Because EDA2 is target-aware, insights are only generated after setting up and running an experiment with a dataset. The only exception is the Feature lineage insight for Feature Discovery datasets.

EDA1

DataRobot calculates EDA1 on up to 500MB of your dataset, after any applicable conversion or expansion. If the expanded dataset is under 500MB, it uses the entire dataset; otherwise, it uses a 500MB random sample (meaning it takes a random sampling equaling 500MB when the dataset is over 500MB).

EDA1 returns:

Analysis type Analyzes
Automatic data schema and data type
  • Numeric
  • Numerical statistics:
    • Mean
    • Standard deviation
    • Median
    • Min
    • Max
  • Categorical
  • Boolean
  • Text
  • Special feature types:
    • Date
    • Currency
    • Percentage
    • Length
  • Image
  • Geospatial points
  • Geospatial lines or polygons
Data visualization
  • Histogram
  • Frequency distribution for the top 50 items
  • Average value
Data quality checks

Access insights

Preparing your data is an iterative process. Even if you clean and prep your training data prior to uploading it to DataRobot, you can still improve its quality by assessing features using the insights generated as a result of EDA1. To access these insights:

  1. In a Use Case, click the Actions menu to the right of a registered dataset and select Explore to open the data explore page. If you select a dynamic dataset, you may need to re-authenticate your credentials for the data connection.
  2. Open the Features tile on the left.

  3. Click a feature—a panel opens displaying additional summary metrics for the feature at the top, as well as tabs for each available insight.

Available insights

Once a dataset is registered in DataRobot, click on a feature name to view its details. The options available are dependent on variable type:

Insight Description Supported data type
Histogram Buckets numeric feature values into equal-sized ranges to show a rough distribution of the variable. numeric, summarized categorical, multicategorical
Frequent Values Plots the counts of each individual value for the most frequent values of a feature. If there are more than 10 categories, DataRobot displays values that account for 95% of the data; the remaining 5% of values are bucketed into a single "All Other" category. numeric, categorical, text, boolean
Table Provides a table of feature values and their occurrence counts. Note that if the value displayed contains a leading space, DataRobot includes a tag, leading space, to indicate as much. This is to help clarify why a particular value may show twice in the histogram (for example, 36 months and 36 months are both represented). numeric, categorical, text, boolean, summarized categorical, multilabel
Illustration Shows how summarized categorical data—features that host a collection of categories—is represented as a feature. See also the summarized categorical insight differences. summarized categorical
Overview Presents the top 50 most frequent keys for your feature. summarized categorical
Feature lineage Provides a visual description of how the feature was derived and the datasets that were involved in the feature derivation process. Feature Discovery datasets only

Data Quality Assessment

As part of EDA1, DataRobot automatically detects and surfaces common data quality issues and, often, handles them with minimal or no action on the part of the user. The assessment not only saves time finding and addressing issues, but provides transparency into automated data processing (you can see the automated processing that has been applied). Note that these checks are only run on features that don’t require date/time or target information (see the table above for a full list of data quality checks).

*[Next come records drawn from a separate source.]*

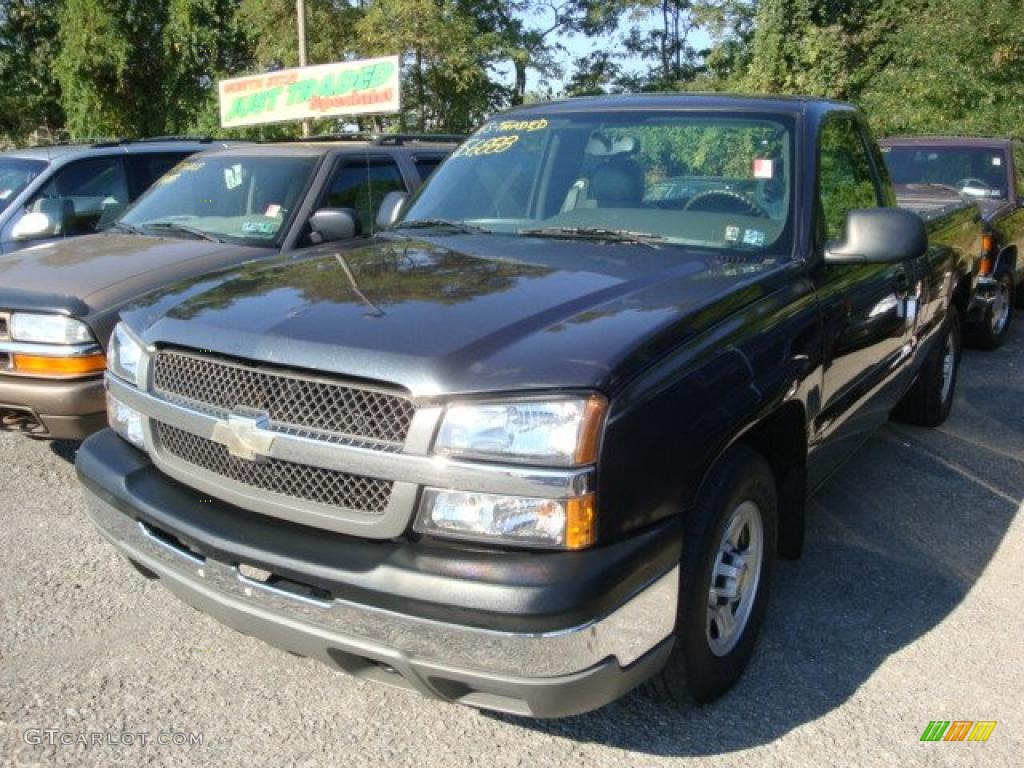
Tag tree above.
[356,0,508,133]
[624,0,700,91]
[0,0,63,140]
[54,0,253,137]
[565,50,623,96]
[861,0,1024,138]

You can access the Data Quality Assessment by clicking Show Summary (unless it is already open, then the button displays Hide summary) on either the Data Preview or Features tile.

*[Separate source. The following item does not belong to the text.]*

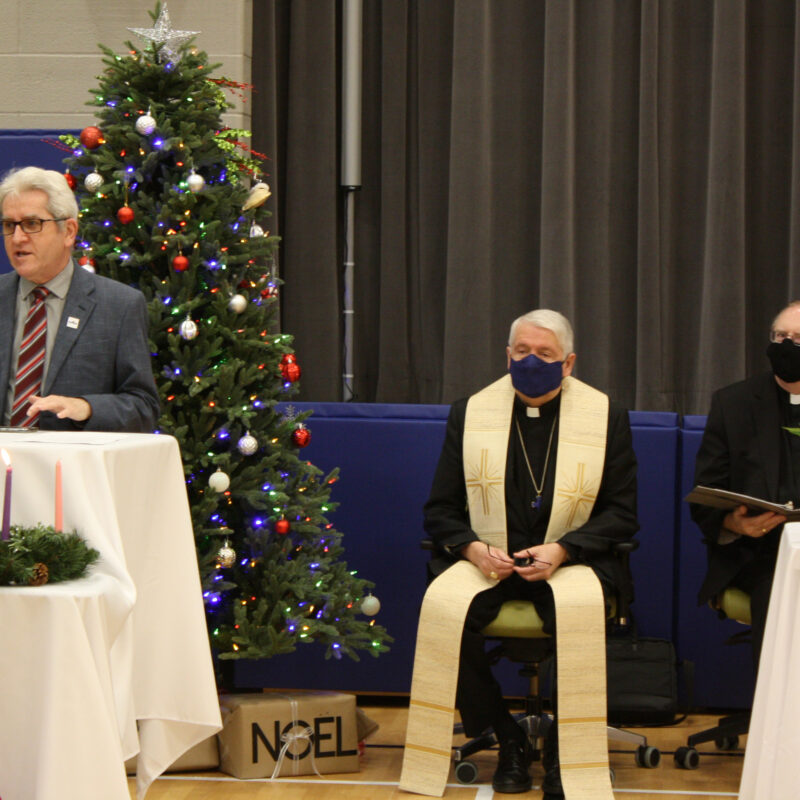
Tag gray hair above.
[508,308,575,358]
[0,167,78,223]
[770,300,800,331]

Then, click Show details to open a detailed report.

Each data quality check provides issue status flags, a short description of the issue, and a recommendation message, if appropriate:

Status Description
Warning Attention or action required
Informational No action required
Passing No issue detected

Data quality checks

To check individual features for data quality issues:

  1. After registration is complete, select the dataset to open the data explore page.
  2. Open the Features tab on the left. The Data quality column indicates if DataRobot detected a data quality issue with the feature.

  3. Hover over the icon to learn which check failed, and then you can use the exploratory data insights to correct them.